Although most cases of Zika are relatively mild — many infected people don't even realize they have the disease — the virus can have serious consequences for pregnant women and newborns. In Brazil and other countries, the virus has been linked to a sudden upsurge in cases of microcephaly, a devastating condition that causes babies to be born with abnormally small heads, deformed skulls and severe brain damage. The damage is irreversible and infants born with the illness will suffer its effects for the rest of their lives. Zika has also been linked to a temporary but debilitating form of paralysis in adults that can last for years.

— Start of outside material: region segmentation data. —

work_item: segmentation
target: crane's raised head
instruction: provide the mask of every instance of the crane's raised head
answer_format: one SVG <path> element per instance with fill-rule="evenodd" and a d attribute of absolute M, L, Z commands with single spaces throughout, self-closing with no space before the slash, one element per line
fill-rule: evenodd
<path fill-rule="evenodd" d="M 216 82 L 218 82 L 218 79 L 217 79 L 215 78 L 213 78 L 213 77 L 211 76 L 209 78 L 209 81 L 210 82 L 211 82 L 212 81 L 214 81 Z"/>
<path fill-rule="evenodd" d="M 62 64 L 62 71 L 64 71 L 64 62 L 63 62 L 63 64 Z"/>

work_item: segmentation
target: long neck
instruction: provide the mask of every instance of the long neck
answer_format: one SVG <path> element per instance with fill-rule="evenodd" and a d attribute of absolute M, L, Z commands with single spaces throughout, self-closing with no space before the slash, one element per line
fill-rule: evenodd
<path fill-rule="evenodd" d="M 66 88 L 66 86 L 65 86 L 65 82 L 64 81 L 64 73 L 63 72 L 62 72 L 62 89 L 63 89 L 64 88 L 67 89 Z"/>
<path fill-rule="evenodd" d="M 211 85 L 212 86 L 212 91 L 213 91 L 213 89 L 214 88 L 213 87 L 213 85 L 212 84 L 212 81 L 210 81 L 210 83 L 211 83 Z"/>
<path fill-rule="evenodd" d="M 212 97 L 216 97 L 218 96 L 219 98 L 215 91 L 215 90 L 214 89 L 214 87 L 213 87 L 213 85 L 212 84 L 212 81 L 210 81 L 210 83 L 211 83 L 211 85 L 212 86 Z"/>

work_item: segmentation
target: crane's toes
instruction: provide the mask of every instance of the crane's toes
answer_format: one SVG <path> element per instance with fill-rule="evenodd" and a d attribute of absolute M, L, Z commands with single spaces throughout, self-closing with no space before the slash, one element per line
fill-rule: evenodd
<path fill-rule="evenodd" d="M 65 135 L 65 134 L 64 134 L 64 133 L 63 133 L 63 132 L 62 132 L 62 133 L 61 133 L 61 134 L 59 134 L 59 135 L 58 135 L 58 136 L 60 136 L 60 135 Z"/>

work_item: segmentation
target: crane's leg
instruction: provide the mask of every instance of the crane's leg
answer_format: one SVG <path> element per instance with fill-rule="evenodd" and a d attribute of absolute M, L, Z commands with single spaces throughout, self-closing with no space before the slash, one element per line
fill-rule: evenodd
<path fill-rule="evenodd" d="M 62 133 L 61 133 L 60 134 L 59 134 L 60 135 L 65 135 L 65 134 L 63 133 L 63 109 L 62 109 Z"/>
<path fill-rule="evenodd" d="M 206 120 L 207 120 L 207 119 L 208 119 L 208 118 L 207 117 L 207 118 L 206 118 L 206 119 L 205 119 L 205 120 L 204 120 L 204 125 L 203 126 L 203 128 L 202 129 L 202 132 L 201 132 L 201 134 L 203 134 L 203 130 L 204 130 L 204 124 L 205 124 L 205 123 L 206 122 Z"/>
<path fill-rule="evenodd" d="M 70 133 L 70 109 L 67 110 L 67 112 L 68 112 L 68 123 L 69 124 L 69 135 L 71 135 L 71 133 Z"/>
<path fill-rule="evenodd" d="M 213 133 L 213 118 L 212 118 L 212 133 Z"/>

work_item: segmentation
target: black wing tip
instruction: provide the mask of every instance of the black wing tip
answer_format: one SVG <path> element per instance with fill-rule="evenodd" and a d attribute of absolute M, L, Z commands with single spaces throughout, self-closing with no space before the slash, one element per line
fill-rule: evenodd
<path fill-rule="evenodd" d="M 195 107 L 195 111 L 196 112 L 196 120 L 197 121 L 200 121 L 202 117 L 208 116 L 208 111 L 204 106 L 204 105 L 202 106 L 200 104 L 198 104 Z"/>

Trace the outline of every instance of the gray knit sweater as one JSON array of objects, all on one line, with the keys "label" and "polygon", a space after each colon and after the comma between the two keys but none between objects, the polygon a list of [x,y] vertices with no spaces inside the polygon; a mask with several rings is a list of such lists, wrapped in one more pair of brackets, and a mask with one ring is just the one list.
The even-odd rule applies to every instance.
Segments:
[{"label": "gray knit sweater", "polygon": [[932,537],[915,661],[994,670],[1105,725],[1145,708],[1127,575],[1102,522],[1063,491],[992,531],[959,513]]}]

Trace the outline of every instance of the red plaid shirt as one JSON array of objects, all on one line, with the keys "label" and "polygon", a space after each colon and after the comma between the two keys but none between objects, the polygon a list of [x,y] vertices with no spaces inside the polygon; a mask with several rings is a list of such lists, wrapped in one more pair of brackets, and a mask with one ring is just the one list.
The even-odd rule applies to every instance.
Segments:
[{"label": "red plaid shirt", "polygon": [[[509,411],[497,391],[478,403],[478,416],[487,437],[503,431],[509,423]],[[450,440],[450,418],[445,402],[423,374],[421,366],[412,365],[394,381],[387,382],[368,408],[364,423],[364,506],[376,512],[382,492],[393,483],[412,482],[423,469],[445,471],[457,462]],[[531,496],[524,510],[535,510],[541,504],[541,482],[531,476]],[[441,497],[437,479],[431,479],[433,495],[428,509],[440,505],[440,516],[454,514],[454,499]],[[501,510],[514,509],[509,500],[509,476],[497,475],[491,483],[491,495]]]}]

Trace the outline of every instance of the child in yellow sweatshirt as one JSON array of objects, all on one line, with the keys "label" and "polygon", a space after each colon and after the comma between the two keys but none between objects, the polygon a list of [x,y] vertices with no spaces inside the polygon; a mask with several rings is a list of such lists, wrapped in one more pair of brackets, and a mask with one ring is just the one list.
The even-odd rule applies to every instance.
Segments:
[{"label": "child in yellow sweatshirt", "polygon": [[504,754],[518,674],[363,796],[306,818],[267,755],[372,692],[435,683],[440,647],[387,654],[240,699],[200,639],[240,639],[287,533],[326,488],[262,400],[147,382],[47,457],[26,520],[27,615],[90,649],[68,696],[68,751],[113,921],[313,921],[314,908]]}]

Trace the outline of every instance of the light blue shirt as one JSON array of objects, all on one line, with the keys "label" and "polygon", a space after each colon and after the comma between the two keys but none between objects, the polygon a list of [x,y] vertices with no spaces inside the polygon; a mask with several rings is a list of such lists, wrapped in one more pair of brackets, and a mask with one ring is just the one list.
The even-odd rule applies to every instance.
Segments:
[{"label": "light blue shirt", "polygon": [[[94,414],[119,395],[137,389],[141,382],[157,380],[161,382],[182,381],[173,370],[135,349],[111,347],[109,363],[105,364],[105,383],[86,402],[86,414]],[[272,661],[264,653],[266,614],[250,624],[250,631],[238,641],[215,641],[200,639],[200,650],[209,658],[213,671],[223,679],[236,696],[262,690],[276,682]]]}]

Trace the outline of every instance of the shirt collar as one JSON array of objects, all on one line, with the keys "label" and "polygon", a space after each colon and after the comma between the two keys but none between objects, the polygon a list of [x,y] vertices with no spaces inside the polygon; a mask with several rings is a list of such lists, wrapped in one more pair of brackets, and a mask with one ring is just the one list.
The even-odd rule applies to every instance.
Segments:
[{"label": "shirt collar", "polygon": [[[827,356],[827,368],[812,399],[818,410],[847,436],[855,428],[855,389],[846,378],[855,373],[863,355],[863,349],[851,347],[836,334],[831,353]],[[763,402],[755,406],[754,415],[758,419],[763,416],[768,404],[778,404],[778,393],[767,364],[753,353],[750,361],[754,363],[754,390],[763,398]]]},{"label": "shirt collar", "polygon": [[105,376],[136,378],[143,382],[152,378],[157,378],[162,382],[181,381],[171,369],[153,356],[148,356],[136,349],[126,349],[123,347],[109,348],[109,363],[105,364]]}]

There have been more than 1,600 confirmed Zika cases in the U.S., including 48 cases in Maryland. So far there's no evidence of local transmission of the illness in Maryland, but that could change quickly.

Officials think the epicenter of the locally transmitted cases of Zika in Florida was a 1-square-mile area in the Wynwood neighborhood of Miami known for trendy restaurants, bars and shops. That is where they have concentrated mosquito control efforts using insecticide sprays to kill adult mosquitoes and water treatments to kill larvae. They've asked people living and working in the area to remove standing water where mosquitoes can breed, and they have collected urine and blood samples to gauge how rapidly the virus spread. The Centers for Disease Control and Prevention issued a warning last week for people to stay away from the area, something it had never done before in the continental U.S. But officials still don't know whether they have stopped the virus' transmission there completely, or whether its spread may be continuing in other neighborhoods.

Given that the mosquito season in Maryland is likely to last for at least another couple of months, officials here can't afford to let down their guard. Health officials have already stepped up mosquito control programs in Baltimore City and elsewhere around the region, but if Florida's experience is any example, eradicating the insects is a costly, time-consuming process and it's not clear Maryland has the resources to respond on the scale the problem demands. States are going to need federal help to avert catastrophe, and the fact that lawmakers have chosen this moment to go on vacation only makes their abdication of their responsibilities all the more unconscionable.